Ya devletin tohumları temin ettiği o kaynak “yeter artık vermiyorum tohum” derse? Bereketli topraklarımız, elverişli iklimimiz, iyi kötü suyumuz varken ya tek mahsul alamayacak hale gelirsek, ya dışa bağımlı olursak?

Biz ilkokuldayken “Türkiye’nin geçim kaynağı tarım ve hayvancılık”tı. Türkiye kendi kendine yetebilen az sayıdaki ülkeden biriydi. Şimdi ne durumda? Tarım politikaları el alemden aldığı melez tohumları bedava dağıtmaktan öteye geçemeyenlerin elinde ne halde? Ben söyleyeyim soğanı, buğdayı bile ithal edecek halde. Yazık.

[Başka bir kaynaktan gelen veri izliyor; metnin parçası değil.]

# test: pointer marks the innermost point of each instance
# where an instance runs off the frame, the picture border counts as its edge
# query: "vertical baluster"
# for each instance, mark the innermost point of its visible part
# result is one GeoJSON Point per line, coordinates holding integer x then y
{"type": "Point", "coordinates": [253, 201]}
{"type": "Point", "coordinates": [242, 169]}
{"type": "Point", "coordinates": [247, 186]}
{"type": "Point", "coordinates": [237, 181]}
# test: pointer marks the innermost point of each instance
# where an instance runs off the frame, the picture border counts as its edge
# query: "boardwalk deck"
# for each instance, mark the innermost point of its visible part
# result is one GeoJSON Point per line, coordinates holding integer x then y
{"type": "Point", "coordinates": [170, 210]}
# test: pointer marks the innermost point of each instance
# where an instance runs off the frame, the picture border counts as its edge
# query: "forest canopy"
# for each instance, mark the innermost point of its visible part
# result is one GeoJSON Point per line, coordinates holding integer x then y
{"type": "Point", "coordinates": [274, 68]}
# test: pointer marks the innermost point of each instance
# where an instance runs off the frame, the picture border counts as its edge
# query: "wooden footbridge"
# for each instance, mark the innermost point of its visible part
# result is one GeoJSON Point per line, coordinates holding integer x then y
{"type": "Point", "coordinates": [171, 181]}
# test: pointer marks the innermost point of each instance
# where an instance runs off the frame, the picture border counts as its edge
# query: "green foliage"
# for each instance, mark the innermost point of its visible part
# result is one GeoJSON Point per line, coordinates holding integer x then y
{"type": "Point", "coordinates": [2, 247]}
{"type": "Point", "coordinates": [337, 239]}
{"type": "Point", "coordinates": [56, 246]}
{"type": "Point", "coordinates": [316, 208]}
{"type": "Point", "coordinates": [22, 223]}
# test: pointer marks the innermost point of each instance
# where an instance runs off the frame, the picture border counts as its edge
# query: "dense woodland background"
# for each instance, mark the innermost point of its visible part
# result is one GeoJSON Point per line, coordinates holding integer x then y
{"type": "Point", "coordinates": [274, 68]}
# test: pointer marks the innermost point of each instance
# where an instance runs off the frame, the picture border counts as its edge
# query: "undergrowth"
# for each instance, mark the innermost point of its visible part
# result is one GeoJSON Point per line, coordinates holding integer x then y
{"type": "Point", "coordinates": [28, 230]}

Geçen hafta, üç sene önce çıkardığı yönetmeliğin uygulamasında elle tutulur tek adım atmamış kimselerle yaptığımız toplantıda, masanın diğer ucunda çevre ve doğadan bahsetmeye cüret eden şahsa uçacaktım. Evet, Türkiye’nin çevre ve doğa politikaları o kadar çağdaş ki, geri dönüşümden bahsediyorlar. Yavrum sen önce bin yıllık ağacını köklemeyeceksin, önce kendi tohumuna, ormanına, Cerattepe’ne sahip çıkacaksın ondan sonra çevreden bahsedeceksin.   


7 yorum:

bahar renkleri dedi ki...

O kısır tohumları öğrendiğim günden beri içim soğumuyor yapanlara.Ve ama diye söze başlayanlara...

minikkus dedi ki...
Bu yorum yazar tarafından silindi.
minikkus dedi ki...

ofiste bir arkadaşımın amcası sadece domates yetiştiriciliği yaparak geçiniyormuş, o anlatmıştı benzer bir hikayeyi.. yanılmıyorsam israil'li çiftçiler önce bizim öz hakiki tohumlarımızı yok pahasına elimizden almış, sonra onlara her anlamda bagımlı hale getirecek şekilde senelik mahsul veren ve tamamen genetigiyle oynanmış domates tohumları satmaya başlamış. bizim gerzekler de, üç kuruş az para vercez diye cağnım tohumları elden çıkarmışlar. yıllardır böyleymiş bu. özellikle bir dipnot ekledi arkadaşım, ona da amcası söylemiş. ben de buradan iletmiş olayım; hani o hepsi aynı boyda ve pasparlak görünen salkım domatesler var ya, fiyatı digerlerinden yüksek diye "kesin onlar daha iyidir" mantıgıyla tercih ettigimiz o domatesler "en tehlikeli domates türü" imiş. Çünkü salkım domates diye bir domates türü yokmuş ve tamamen yapısıyla oynanarak o hale getirilmiş domateslermiş. Almamak lazım yani;)

Adsız dedi ki...

Ankara'nın ayaş domatesi meşhurdur. Bizim siteye yıllardır haftada 2 kez gelen Ayaş'lı üreticimiz var. Ben vaktiyle sormuştum "ya bu domatesin nesli tükenirse" diye. O da "abla olur mu öyle şey?" dedi. Şöyle ki sezon sonunda kasada kalan yumuşak domateslerle salça yapıyorlarmış. Salçayı elekten geçirip tohumlarını ayırıyorlarmış. Gelecek sene de o tohumları ekiyorlarmış. Bu döngü böyle devam ediyormuş yıllardır.
Vuslat

okuyanguzel dedi ki...

Sorma ya memleketin neresini tutsan elinde kalıyor. Elbirliği ve yıllardır yapılan düzenli adımlarla buraya getirildik, geldik. Hepimize geçmiş olsun!

GeCe dedi ki...

Ben de uzun zaman önce blogda parmak zeytin isimli bir yazı yazmıştım. Yurt dışında satılan tüm zeytinler çekirdeksizdir sadece bizimkiler çekirdekli. O zeytinlerin çoğu avrupanın akdeniz ülkelerinden geliyor, çekirdekleri ayıklanıp satılıyor. Zeytin çekirdeklerini geri dönüştürüp birsürü şey yapıyorlar orası ayrı mevzu ama bir diğer yandan da tohumlarını koruyorlar. Nasıl imrenmiştim

Azize dedi ki...

Çok doğru...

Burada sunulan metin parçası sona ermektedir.